I can hear it now: "You're serious? You could have x-ray vision, and all you want is the power to stop people from talking?" Yes! That's right. If I had x-ray vision, some lawyer would start a class action suit against me for "exposing countless millions to dangerous radiation." If I could fly, the FAA would make me wear a big number on my rump, and they'd try to inspect me every three thousand miles. And if I could bend steel bars with my bare hands, one of those unions would put me to work turning out new minivan bumpers. No. Those superpowers belong in a different generation - one that's long gone. But consider what you could do if you had the power to silence someone. Say you're in the supermarket and some scary guy is blabbering on and on about who holds the record for most hits in professional roller derby. Wouldn't you like to snap your fingers and watch his tongue fall stone silent? Think of all the politicians you've been forced to listen to this year.
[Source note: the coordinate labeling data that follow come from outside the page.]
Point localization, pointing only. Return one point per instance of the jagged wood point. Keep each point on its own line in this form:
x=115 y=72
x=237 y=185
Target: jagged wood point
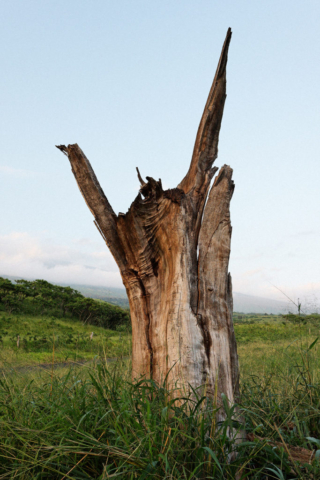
x=172 y=248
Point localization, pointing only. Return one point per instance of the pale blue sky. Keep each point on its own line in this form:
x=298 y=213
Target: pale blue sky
x=127 y=81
Now do you see my point?
I know this is the superpower I'd want. Growing up, all I wanted to do was fly through the air and break the sound barrier, just like Superman used to do. But now that I'm older, I've taken a full turn: Instead of breaking the sound barrier, I'd like to erect one between me and the chattering masses. If I had that power, I'd even settle for a pink cape, if that's all they have left at the superhero clothing store.
David McCoy, a self-proclaimed Southern Gentleman and Raconteur-in-Training, lives in Covington with his family.